Does Your Paper Really Suck?
Key takeaways
- Oded Rechavi, at QED Science, believes that if your paper is not in the top 1% of their QED score then it "sucks".
- These are important questions because scientists are increasingly overwhelmed with the volume of new work posted on preprint servers and published in journals.
- QED recently released a white paper that goes one step further and describes the "QED Score", a single number that is intended to measure a paper's quality.
Oded Rechavi, at QED Science, believes that if your paper is not in the top 1% of their QED score then it "sucks". But what is this QED score and what is its purpose? Does it really measure scientific quality? If a paper is not in the 1% does it really suck?

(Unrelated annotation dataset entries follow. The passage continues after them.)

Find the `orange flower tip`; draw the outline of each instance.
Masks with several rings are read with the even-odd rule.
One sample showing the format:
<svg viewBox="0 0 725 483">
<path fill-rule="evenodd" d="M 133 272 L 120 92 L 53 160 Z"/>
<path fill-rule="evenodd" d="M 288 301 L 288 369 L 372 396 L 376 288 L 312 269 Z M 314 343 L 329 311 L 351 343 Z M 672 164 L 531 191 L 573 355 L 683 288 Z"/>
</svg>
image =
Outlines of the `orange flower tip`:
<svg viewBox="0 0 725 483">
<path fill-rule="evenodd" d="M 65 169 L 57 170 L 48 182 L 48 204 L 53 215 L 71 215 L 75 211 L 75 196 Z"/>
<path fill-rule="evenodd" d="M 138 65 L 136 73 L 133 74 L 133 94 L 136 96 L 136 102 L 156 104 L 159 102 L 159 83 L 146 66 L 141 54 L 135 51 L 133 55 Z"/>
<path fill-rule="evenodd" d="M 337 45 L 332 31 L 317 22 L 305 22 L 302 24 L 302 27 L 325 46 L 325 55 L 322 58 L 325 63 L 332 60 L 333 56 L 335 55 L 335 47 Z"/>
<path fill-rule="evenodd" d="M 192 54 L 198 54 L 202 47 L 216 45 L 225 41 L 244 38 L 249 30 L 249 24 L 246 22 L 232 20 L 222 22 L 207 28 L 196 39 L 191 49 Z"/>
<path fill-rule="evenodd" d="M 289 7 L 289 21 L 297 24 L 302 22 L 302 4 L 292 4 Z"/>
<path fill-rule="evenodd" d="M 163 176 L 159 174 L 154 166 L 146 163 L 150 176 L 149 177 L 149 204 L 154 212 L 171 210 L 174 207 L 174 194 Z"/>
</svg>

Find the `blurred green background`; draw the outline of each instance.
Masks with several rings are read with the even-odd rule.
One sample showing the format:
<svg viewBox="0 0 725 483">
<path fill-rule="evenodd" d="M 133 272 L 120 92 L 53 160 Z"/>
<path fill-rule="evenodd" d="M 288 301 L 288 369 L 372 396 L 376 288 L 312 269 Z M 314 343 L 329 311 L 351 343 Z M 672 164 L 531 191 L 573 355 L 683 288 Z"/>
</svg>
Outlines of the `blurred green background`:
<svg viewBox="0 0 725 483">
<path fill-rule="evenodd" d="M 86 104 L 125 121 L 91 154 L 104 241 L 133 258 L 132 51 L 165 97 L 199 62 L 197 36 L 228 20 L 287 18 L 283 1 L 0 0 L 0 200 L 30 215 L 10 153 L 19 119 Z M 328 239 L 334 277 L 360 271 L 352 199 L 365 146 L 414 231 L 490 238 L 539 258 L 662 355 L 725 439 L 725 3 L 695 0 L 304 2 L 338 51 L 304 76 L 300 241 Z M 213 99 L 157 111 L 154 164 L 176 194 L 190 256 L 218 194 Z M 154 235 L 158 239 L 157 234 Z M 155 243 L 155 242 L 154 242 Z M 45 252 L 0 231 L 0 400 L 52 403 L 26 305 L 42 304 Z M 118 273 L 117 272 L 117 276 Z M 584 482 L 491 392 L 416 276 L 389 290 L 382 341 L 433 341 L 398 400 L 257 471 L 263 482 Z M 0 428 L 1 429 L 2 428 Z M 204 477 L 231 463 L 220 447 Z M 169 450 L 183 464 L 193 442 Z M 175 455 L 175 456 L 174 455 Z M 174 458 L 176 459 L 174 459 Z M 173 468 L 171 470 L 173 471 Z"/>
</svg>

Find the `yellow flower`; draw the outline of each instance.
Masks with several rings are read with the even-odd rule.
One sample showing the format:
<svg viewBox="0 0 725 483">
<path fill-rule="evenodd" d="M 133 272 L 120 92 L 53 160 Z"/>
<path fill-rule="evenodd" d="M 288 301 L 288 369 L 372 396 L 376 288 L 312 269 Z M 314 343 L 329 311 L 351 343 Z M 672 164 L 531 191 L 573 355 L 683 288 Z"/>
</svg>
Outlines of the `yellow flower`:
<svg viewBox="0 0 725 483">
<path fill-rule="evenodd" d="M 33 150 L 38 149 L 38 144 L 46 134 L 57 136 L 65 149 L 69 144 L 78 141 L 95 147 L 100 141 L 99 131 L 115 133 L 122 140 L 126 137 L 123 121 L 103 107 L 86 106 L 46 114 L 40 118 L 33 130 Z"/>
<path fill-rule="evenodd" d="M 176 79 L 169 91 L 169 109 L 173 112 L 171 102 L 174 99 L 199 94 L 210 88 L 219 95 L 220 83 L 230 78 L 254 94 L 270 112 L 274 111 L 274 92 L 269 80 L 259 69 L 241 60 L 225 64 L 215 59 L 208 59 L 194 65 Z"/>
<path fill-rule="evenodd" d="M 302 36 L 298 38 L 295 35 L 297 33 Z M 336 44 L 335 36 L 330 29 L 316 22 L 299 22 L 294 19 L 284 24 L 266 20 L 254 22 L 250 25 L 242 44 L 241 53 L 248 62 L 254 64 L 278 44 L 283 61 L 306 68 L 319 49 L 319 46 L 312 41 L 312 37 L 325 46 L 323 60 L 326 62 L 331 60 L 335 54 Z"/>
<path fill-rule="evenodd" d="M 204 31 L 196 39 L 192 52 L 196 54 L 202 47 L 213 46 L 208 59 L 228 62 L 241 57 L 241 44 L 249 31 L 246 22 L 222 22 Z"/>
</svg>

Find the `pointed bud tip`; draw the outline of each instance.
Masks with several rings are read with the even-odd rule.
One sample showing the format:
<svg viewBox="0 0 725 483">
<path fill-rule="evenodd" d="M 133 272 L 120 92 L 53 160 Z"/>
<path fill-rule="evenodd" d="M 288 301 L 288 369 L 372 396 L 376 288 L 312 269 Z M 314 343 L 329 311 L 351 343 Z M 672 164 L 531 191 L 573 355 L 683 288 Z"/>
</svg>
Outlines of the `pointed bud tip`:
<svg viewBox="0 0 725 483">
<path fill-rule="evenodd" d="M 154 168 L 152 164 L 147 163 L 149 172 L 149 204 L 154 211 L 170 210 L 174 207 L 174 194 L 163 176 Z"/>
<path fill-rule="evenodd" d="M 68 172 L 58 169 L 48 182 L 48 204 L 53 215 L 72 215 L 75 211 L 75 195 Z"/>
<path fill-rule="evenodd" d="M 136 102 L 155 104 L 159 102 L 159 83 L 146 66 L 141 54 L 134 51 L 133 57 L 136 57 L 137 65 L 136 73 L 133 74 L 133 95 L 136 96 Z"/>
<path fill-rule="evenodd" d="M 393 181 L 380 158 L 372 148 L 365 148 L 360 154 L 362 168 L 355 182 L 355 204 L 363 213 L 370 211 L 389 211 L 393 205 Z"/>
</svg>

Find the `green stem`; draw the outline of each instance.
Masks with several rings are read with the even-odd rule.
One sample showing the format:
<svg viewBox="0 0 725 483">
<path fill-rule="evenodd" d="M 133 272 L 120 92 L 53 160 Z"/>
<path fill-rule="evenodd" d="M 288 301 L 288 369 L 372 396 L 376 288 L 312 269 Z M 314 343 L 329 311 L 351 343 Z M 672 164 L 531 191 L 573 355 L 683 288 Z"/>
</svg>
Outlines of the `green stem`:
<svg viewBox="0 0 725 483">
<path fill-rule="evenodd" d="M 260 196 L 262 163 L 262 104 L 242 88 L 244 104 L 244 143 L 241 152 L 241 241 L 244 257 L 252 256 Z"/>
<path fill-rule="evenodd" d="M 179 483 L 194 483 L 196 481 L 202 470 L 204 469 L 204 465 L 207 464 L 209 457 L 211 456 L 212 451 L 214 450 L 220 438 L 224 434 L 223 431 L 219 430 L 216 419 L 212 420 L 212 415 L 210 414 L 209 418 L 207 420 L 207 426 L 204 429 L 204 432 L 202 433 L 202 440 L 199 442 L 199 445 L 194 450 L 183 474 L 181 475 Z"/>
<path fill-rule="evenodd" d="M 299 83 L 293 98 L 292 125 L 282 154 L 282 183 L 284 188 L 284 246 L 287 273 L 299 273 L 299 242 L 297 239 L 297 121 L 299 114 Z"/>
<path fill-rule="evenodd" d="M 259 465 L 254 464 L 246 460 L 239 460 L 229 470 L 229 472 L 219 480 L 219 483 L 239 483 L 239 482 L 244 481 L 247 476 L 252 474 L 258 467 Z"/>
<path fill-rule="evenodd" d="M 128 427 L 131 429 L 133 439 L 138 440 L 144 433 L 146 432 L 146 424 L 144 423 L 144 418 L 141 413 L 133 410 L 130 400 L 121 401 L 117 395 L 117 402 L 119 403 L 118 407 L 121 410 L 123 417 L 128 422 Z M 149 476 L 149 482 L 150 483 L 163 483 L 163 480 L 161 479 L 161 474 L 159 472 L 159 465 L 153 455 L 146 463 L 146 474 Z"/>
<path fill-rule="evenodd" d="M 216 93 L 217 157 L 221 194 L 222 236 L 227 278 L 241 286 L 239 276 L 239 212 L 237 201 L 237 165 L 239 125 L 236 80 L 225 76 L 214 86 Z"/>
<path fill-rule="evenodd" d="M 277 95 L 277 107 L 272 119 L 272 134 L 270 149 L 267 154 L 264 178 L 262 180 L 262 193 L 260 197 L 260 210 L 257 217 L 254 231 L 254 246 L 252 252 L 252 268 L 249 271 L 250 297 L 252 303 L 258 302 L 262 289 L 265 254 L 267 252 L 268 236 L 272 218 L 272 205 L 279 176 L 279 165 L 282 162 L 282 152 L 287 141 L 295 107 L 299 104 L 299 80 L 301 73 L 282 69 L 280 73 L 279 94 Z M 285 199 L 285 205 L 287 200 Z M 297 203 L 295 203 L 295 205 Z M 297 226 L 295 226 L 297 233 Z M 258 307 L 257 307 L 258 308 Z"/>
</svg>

These are important questions because scientists are increasingly overwhelmed with the volume of new work posted on preprint servers and published in journals. As a result, traditional quality signals used for triaging papers, such as journal, conference venue, and institution, are becoming less reliable. AI further compounds this problem by making it easy to produce plausible scientific writing at scale. Papers are longer, figures are denser, and the existence of a paper is no longer sufficient evidence that it represents substantial scientific work.
In response, companies like QED Science are building AI tools to help scientists identify quality work. QED uses Large Language Models (LLMs) to review scientific papers and provide AI feedback. Many scientists report that the feedback is useful and often resembles comments received during human peer review.